LONDON: IBM on Tuesday unveiled its most comprehensive set of enterprise artificial intelligence products to date at its annual Think conference in Boston, while also claiming that a competitive gap is widening between companies that have integrated AI into their core business and those that are still experimenting with it.
CEO Arvind Krishna spoke to the media ahead of the four-day event and unveiled what IBM calls its “AI operating model.” It is a set of tools built around four areas: how to manage AI agents, automate operations, leverage business data in real time, and maintain governance across complex regulatory environments.
Krishna said the focus this year is on helping companies move beyond isolated AI projects to what he calls a complete operational model, where AI drives productivity and revenue growth across the business.
“By 2030, high-performing companies will leverage AI to capture 40% of their price productivity. More importantly, 60% will capture new revenue streams and new business model sources,” he said.

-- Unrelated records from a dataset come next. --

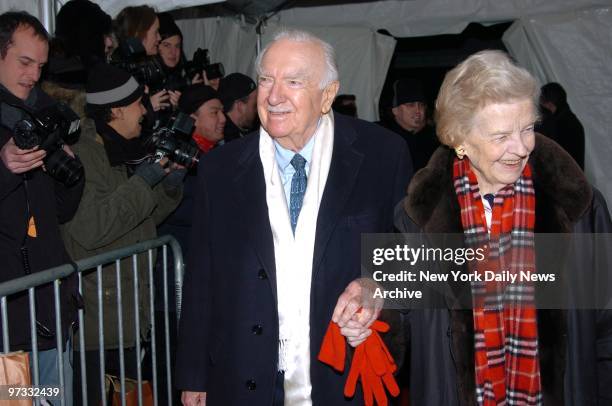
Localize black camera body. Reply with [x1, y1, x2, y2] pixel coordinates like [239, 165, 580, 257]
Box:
[144, 112, 199, 168]
[111, 38, 166, 89]
[13, 103, 84, 186]
[185, 48, 225, 80]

“But we need to act where the data is. More than 70% of all data still resides within the enterprise, in systems that are close to the core of the enterprise.”
Central to agent promotion is the upgraded watsonx Orchestrate platform. It acts as a control layer that coordinates AI agents built by different teams within your organization, ensuring that agents remain accountable even as their numbers grow.

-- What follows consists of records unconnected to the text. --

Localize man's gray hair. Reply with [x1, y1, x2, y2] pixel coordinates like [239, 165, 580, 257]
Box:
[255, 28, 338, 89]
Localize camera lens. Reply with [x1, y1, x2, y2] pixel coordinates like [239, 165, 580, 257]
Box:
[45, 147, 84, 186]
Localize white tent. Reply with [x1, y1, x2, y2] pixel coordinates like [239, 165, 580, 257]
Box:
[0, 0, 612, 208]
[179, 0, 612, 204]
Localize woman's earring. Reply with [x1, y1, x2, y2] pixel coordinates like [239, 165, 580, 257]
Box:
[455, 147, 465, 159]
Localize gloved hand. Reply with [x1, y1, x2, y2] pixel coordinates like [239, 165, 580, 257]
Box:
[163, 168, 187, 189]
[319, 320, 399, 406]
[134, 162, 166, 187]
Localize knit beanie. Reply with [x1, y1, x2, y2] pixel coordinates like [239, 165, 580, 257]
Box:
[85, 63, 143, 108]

IBM also launched IBM Bob, an AI development tool that has already been deployed internally by tens of thousands of staff and is now commercially available. More than 80,000 IBM employees self-reported a 45% increase in productivity using this tool.

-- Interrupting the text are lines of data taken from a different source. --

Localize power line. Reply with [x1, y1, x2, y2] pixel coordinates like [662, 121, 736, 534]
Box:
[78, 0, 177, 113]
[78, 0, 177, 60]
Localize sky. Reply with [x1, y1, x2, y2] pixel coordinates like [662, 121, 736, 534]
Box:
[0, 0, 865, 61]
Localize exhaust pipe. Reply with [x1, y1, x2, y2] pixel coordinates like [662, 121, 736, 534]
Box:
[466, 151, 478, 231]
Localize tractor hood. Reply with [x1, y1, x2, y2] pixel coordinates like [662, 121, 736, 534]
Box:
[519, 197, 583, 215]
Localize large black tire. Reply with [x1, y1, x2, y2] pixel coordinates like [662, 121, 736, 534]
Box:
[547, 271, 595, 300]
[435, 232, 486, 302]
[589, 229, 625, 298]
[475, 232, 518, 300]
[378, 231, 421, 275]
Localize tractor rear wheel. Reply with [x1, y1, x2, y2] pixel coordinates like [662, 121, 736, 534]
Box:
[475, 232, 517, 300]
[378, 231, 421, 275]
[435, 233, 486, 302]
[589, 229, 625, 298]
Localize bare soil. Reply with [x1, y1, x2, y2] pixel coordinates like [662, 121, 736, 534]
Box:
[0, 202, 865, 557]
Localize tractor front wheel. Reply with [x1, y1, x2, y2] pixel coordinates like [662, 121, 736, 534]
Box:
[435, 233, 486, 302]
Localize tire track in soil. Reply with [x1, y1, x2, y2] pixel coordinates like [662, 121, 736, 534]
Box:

“We decided to release this to the market, and so far the uptake has actually been dramatic, primarily through e-commerce,” said Rob Thomas, IBM’s senior vice president and chief commercial officer of software.
“Users and clients understand the value of what I call multi-model, orchestration, and optimization. You get all the benefits of the best models without always paying the best to get the performance you want.”

Rather than competing to build cutting-edge AI models, the company routes its entire portfolio of partners, including Anthropic, OpenAI, Mistral, and Meta, while maintaining its own smaller Granite models for on-premises and regulated use cases.
When it comes to data, IBM showed results from its $11 billion acquisition of Confluent, which closed in March. This allows AI systems to leverage live business data that is continuously updated, rather than the static snapshots that previously hindered deployment.
With a new data processing engine built with NVIDIA, Nestlé reduced costs by 83% and achieved 30x better performance across its operations in 186 countries.
“AI is really about productivity, and AI is only as valuable as the data. Data informs everything we do with both AI and hybrid cloud,” Thomas said.
IBM announced the general availability of IBM Sovereign Core for companies in regulated sectors to build compliance directly into their infrastructure so that it cannot be disabled as laws evolve. Launch partners include Dell, AMD, and French AI company Mistral.
The announcement came after IBM reported a 15% increase in first-quarter net income to $1.2 billion, but investors were spooked ahead of sinks as revenue growth slowed compared to the previous quarter.
When it comes to quantum, IBM ended the week with what may be its most significant announcement yet.
Scientists at IBM, the Cleveland Clinic, and Japan’s RIKEN used IBM quantum hardware to simulate a protein complex consisting of 12,635 atoms. This is the largest simulation of a biologically meaningful molecule on record and has direct implications for drug discovery.
Pledging to deliver the world’s first large-scale, fault-tolerant quantum computer by 2029, Krishna cited small molecule drug research as the most pressing commercial frontier.
Moderna is already working with IBM to explore quantum applications in mRNA medicine. According to Krishna, science is no longer a laboratory experiment, but a countdown.
“Quantum is literally just around the corner,” Krishna said, although he was careful to temper expectations. “I’m not pointing to quantum as a big commercial opportunity yet.”